= Jaabaali =

Jaabaali Maharshi (also known as Jabali Rishi) was a Hindu saint and philosopher. There are many saints and philosophers with the same name in Puranas.

==Jabalis in history==

===Jabali of the Jabali Upanishad===
In the Jabali Upanishad, Jabali tells the Pasupata philosophy about Jiva ("pasu") and Tsa (Pasupati).

Jabali wrote "Jabala Upanishad" ", and the story of Satyakama Jabali from Samaveda-Chandogyopanishad. It explains the true form of “maatri” devata, the duties a woman has to perform before she takes up the seat of “maatri” devata. It involves the relationship between the three forms or bodies of mother and child (gross, subtle and causal). It covers the true form of satya and how satya is the first step for attaining “Brahma Vidya”. It also covers the true form of “gotra”.

This is an excerpt of Jabali literature explaining one of the duties a woman has to perform before she takes up the seat of "maatri" devata:

Jaabali lived in a small shack of sticks and straws - a menage of crocks and clay-pot, where one earned out of hands and ate out of bracts. She threw a few twigs of firewood under the three stones and blew hard on them to kindle the fire. Then, she put a pail of water on the stove for heating. Those blasted twigs - they would burn, and go out quickly, belching smoke. The smoke would rise and spread everywhere. It would reach her eyes, and hurt them. So, she sat near the stove, she reflected. She had to keep on putting in the twigs of sorrow, just to keep alive. Only then could she expect a little warmth of happiness, and a flame of hope to rise. At times, sorrows and anguish wouldn't budge off from her neck, like the wet twigs - no matter how hard she blew upon them, the fire would fail to rise.
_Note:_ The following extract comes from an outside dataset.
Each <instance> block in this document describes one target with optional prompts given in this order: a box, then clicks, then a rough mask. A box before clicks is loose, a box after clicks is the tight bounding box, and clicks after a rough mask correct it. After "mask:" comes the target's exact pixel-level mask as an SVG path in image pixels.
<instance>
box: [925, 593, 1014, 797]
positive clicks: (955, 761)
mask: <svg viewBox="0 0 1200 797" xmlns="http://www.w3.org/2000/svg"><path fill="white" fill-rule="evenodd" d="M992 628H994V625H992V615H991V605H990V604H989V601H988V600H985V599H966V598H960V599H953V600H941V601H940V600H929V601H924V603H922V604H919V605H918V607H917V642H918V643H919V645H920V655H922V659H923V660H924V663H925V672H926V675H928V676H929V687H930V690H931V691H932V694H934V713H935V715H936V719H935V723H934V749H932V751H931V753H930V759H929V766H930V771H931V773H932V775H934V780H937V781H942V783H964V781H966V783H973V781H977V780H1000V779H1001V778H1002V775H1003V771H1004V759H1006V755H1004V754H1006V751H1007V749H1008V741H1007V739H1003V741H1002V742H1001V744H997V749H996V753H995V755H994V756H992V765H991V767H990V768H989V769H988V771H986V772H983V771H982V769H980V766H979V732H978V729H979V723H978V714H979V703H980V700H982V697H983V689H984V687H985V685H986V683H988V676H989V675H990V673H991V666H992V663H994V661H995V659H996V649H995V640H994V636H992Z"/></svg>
It brought a dizziness to her mind, and tears to her eyes. The whole future seemed to plunge into darkness.

===Jabali of Jalore===
There was also a Jabali of Jalore, Rajasthan, of whom little is known. The city Jalore used to be known as Jabalipura.

===Jabali of Valad===
There is an idol of Jabali in the village of Valad (or Balad), which is said to have been founded by his daughter Bala.